Double Standard
Jul 24th, 2007 by ashwin
I used to believe this country valued human life more than any other on the globe. But I made a Yankee mistake - I confused “human” with “American.” Don’t worry citizens - your boys in Washington are much clearer on the distinction than yours truly.
Last summer, a speedboat full of Cuban refugees-to-be were caught in a chase between smuggler and enforcer (read this). The smugglers disobeyed, the enforcers shot down their engines, and the boat spun to a halt. A young Cuban woman suffered blunt head trauma. In the two hours it took a tangled, English-speaking chain of command to acknowledge Anay Machado Gonzalez’s injury and do something, she died.

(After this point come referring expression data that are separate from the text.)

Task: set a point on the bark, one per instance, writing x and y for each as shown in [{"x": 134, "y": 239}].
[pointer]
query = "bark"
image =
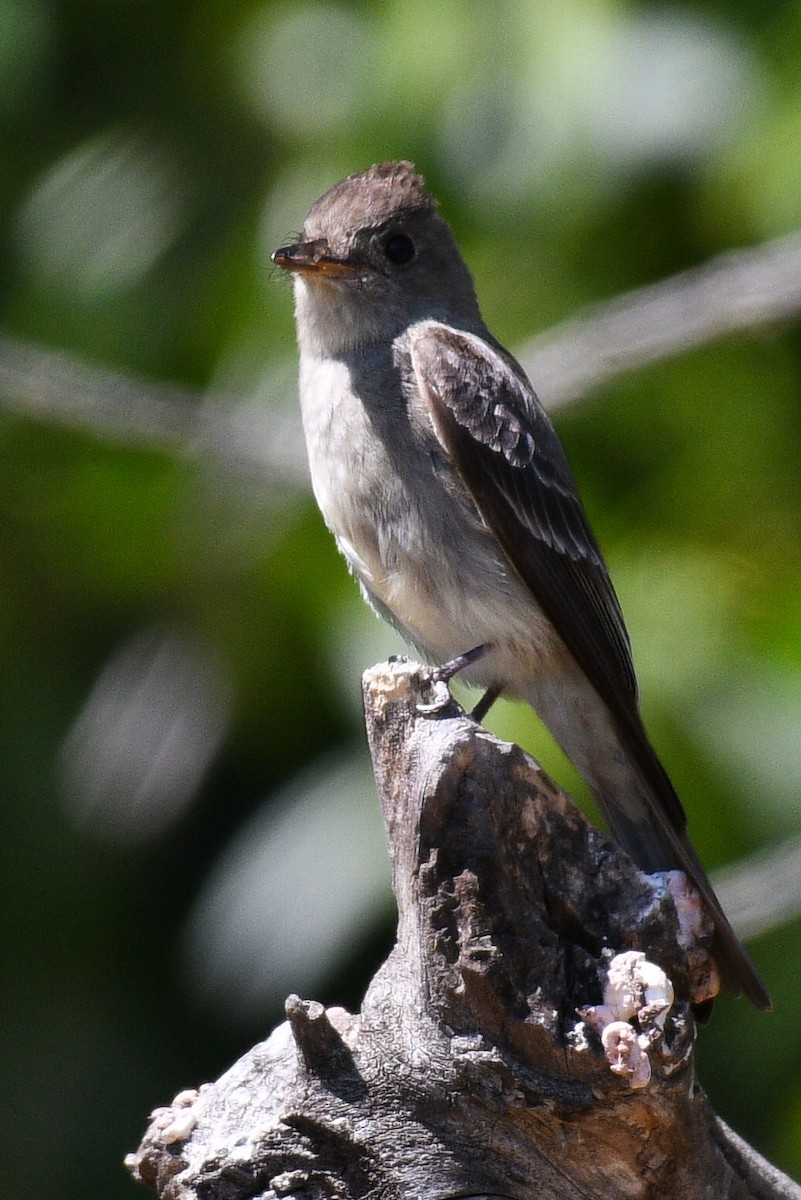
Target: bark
[{"x": 522, "y": 1038}]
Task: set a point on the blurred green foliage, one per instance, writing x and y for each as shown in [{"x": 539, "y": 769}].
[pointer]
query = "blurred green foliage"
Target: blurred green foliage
[{"x": 180, "y": 642}]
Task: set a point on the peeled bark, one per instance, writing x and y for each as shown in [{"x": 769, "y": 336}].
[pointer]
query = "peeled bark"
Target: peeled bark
[{"x": 521, "y": 1039}]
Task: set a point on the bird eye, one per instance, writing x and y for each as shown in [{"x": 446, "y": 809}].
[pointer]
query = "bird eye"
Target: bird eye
[{"x": 399, "y": 249}]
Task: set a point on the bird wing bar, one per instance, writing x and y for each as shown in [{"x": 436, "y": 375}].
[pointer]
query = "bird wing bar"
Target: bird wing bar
[{"x": 509, "y": 456}]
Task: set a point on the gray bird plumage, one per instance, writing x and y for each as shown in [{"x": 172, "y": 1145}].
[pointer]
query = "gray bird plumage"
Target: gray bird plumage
[{"x": 447, "y": 491}]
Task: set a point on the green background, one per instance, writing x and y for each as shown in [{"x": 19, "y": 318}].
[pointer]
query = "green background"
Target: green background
[{"x": 188, "y": 825}]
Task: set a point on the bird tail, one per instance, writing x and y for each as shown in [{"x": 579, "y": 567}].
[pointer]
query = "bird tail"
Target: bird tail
[{"x": 661, "y": 844}]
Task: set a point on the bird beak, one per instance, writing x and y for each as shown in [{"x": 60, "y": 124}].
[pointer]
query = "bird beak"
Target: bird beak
[{"x": 314, "y": 258}]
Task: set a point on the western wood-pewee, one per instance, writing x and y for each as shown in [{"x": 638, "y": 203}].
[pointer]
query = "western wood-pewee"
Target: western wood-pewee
[{"x": 447, "y": 491}]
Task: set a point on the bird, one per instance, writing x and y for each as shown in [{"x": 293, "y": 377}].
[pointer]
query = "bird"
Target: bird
[{"x": 449, "y": 493}]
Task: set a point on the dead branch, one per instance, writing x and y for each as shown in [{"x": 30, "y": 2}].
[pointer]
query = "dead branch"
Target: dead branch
[{"x": 522, "y": 1038}]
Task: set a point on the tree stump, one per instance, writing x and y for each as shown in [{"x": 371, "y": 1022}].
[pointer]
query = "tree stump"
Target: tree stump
[{"x": 521, "y": 1041}]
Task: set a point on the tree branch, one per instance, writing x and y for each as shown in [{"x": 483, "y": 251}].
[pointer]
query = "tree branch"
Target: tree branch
[
  {"x": 734, "y": 293},
  {"x": 519, "y": 1041}
]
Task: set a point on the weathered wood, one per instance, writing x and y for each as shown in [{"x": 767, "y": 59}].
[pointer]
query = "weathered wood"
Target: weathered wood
[{"x": 492, "y": 1055}]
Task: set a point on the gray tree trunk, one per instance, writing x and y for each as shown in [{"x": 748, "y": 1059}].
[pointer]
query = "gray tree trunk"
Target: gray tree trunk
[{"x": 492, "y": 1055}]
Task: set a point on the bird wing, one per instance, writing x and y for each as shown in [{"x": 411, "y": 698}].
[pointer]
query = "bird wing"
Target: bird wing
[{"x": 506, "y": 451}]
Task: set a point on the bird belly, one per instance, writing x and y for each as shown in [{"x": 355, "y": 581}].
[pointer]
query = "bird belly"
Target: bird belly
[{"x": 414, "y": 540}]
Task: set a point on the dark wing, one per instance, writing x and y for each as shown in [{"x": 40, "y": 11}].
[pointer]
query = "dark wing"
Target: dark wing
[
  {"x": 509, "y": 456},
  {"x": 506, "y": 450}
]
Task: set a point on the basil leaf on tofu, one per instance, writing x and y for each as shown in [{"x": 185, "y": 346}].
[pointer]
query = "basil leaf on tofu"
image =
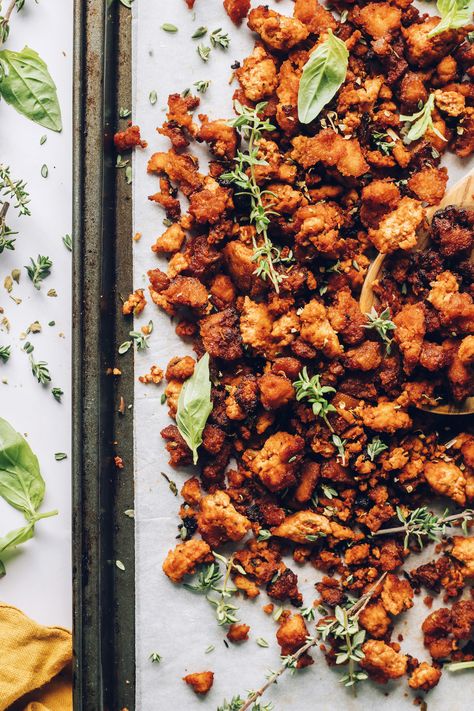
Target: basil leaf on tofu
[
  {"x": 454, "y": 14},
  {"x": 421, "y": 122},
  {"x": 195, "y": 406},
  {"x": 21, "y": 483},
  {"x": 25, "y": 84},
  {"x": 323, "y": 74}
]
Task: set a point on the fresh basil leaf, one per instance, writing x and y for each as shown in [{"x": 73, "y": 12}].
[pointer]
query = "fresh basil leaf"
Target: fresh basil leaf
[
  {"x": 195, "y": 406},
  {"x": 454, "y": 14},
  {"x": 13, "y": 539},
  {"x": 421, "y": 122},
  {"x": 16, "y": 537},
  {"x": 27, "y": 85},
  {"x": 323, "y": 74},
  {"x": 21, "y": 483}
]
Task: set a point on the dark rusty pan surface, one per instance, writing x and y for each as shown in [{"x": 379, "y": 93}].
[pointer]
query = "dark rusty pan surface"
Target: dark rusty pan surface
[{"x": 104, "y": 598}]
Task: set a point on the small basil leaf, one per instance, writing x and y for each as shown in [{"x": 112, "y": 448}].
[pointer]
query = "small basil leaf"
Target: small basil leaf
[
  {"x": 27, "y": 86},
  {"x": 14, "y": 538},
  {"x": 323, "y": 74},
  {"x": 454, "y": 14},
  {"x": 195, "y": 406},
  {"x": 21, "y": 483}
]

Back at shore, the border security tallied a buzzer-beating victory. The boat was stopped just miles short of Key West. This was imperative. The Coast Guard couldn’t just follow the boat to shore, where the smugglers and refugees would be trapped. They had to shoot them down at sea. Why?
Here comes the second double standard: A Cuban becomes legal the moment their toes touch American sand. (I’m willing to bet my citizenship that a lot of Mexicans and Guatemalans wish their country’s throne was occupied by a communist remnant of the Cold War, too.)
So we shot the boat, killed a Cuban, and avoided having 30 more refugees in Miami. Right? Actually, not quite. Those aspiring refugees were called upon to testify in the smugglers’ trial. And the proceeding was certainly not held at sea.